Der große Abräumer des Abends war, wie erwartet und erhofft “Toni Erdman”. Die Komödie von Maren Ade gewann alle fünf Hauptpreise: bester Film, beste Hauptdarsteller, bestes Drehbuch und beste Regie. Bei den Filmfestspielen 2016 in Cannes im vergangenen Mai war der Film als Topfavorit gehandelt worden, wurde bei der Preisverleihung jedoch übergangen, dafür immerhin von der internationalen Flimkritikervereinigung FIPRESCI als bester Film des Wettbewerbs ausgezeichnet. Im November gab es den Lux-Filmpreis des Europaparlaments. Jetzt kommt der europäische Filmpreis hinzu.

euronews-Reporter Wolfgang Spindler sprach mit den glücklichen Gewinnern gleich nach der Preisverleihung.

Maren Ade: “Ich hab das Gefühl, dass es schon so war mit dem Film oder vielleicht auch ein Teil des Erfolges ist, dass die Leute auch wirklich gerne lachen im Kino. Und ja, das kann man bei dem Film. Aber man kann ihn auch anders lesen. Ich wollte wirklich etwas machen, was zwischen den beiden Genres liegt.”

Frage an Hauptdarsteller Peter Simonischek: “Hat es doch noch geklappt mit einem Filmpreis?”

Peter Simonischek: “Ja unglaublich, nicht? Hättest Du das gedacht?”

Wolfgang Spindler, euronews: “Ich weiß nicht, so schlecht bist Du ja gar nicht in dem Film!”

Peter Simonischek: “Nein, ich denke auch, offensichtlich habe ich auch noch ein paar andere Leute überzeugt, nicht nur Maren Ade. Nein, es war wirklich wunderbar zu arbeiten mit Sandra Hüller als Partnerin, da musst Du eigentlich nichts mehr machen, da musst Du nur zuhören.”

Sandra Hüller: “Wir haben sehr viel geprobt und wir haben sehr viel über das Verhältnis von Vater und Tochter herausgefunden und einfach immer wieder die Szenen gespielt und geguckt, was geht und was nicht geht, das war ein bisschen wie Theaterproben.”

Beste Komödie: “Ein Mann namens Ove”

Als beste europäische Komödie wurde “Ein Mann namens Ove” von Hannes Holm ausgezeichnet. Es geht es um einen lebensmüden Witwer, der durch die Bekanntschaft mit neuen Nachbarn ins Leben zurückfindet. Hauptdarsteller Rolf Lassgard war als bester Schauspieler nominiert.

Hannes Holm: “Das ist der Preis für die beste europäische Komödie. Wie sind aus Schweden, das ist also schon eine Rarität. Das Geheimnis ist, nicht lustig zu sein (lacht). Jetzt wo Ingmar Bergman nicht mehr da ist, können wir endlich unser Komödienpotenzial entwickeln.”

Bester Dokumentarfilm: “Fuocoammare – Seefeuer”

Der Italiener Gianfranco Rosi wurde für “Fuocoammare – Seefeuer” mit dem Preis für den besten europäischen Dokumentarfilm ausgezeichnet. Bereits im Februar hatte er auf der Berlinale den Goldenen Bären gewonnen.

Gianfranco Rosi: “Dieser Preis fühlt sich so an, als würde man endlich die Ziellinie erreichen. Ich wurde bereits dreimal für den Europäischen Filmpreis nominiert und nun bekomme ich ihn endlich. Ich widme ihn der gesamten Insel Lampedusa.”

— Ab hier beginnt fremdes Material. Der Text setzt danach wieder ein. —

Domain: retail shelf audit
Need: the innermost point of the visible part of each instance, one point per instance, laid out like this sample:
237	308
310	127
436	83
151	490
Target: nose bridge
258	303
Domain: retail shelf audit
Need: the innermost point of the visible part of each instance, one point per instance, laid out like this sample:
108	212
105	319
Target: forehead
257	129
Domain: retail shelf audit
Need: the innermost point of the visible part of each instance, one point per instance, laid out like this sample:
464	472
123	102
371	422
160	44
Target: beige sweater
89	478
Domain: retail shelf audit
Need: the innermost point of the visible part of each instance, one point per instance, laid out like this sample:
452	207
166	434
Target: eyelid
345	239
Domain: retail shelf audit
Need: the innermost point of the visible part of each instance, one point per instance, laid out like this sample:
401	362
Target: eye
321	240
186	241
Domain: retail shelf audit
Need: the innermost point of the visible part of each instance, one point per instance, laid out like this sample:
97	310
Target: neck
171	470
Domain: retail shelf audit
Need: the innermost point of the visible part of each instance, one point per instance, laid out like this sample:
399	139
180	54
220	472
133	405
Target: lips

Die Flüchtlings-Doku führt auf die italienische Mittelmeerinsel Lampedusa. Dort filmte Rosi ein Jahr lang Flüchtlinge, Einheimische, Fischer, Ärzte, Helfer und Rettungsaktionen auf hoher See. Ursprünglich war nur ein Kurzfilm geplant. Das Elend, das Rosi auf der Insel vorfand, motivierte ihn zu einer abendfüllenden Dokumentation.

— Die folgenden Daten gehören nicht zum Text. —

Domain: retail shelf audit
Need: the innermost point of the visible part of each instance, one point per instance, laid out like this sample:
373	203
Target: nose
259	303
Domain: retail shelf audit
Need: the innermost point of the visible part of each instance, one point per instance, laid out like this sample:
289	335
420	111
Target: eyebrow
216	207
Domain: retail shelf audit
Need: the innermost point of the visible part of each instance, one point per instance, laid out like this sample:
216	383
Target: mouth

Nächste Etappe: Vielleicht der Auslands-Oscar

Allen Grund, sich zu freuen haben Maren Ade und ihr “Toni Erdmann”-Team. Sie ist übrigens die erste Frau in der 29-jährigen Geschichte des Europäischen Filmpreises, die den Hauptpreis gewinnt. Es könnten demnächst noch ein paar Auszeichnungen dazukommen, meint euronews-Reporter Wolfgang Spindler: “Eine glanzvolle Preisverleihung, ein Riesenerfolg für den Film “Toni Erdmann”. In Anbetracht des internationalen Erfolges dürfte dem Film eine Nominierung für einen Oscar sicher sein. Wollen wir wetten?”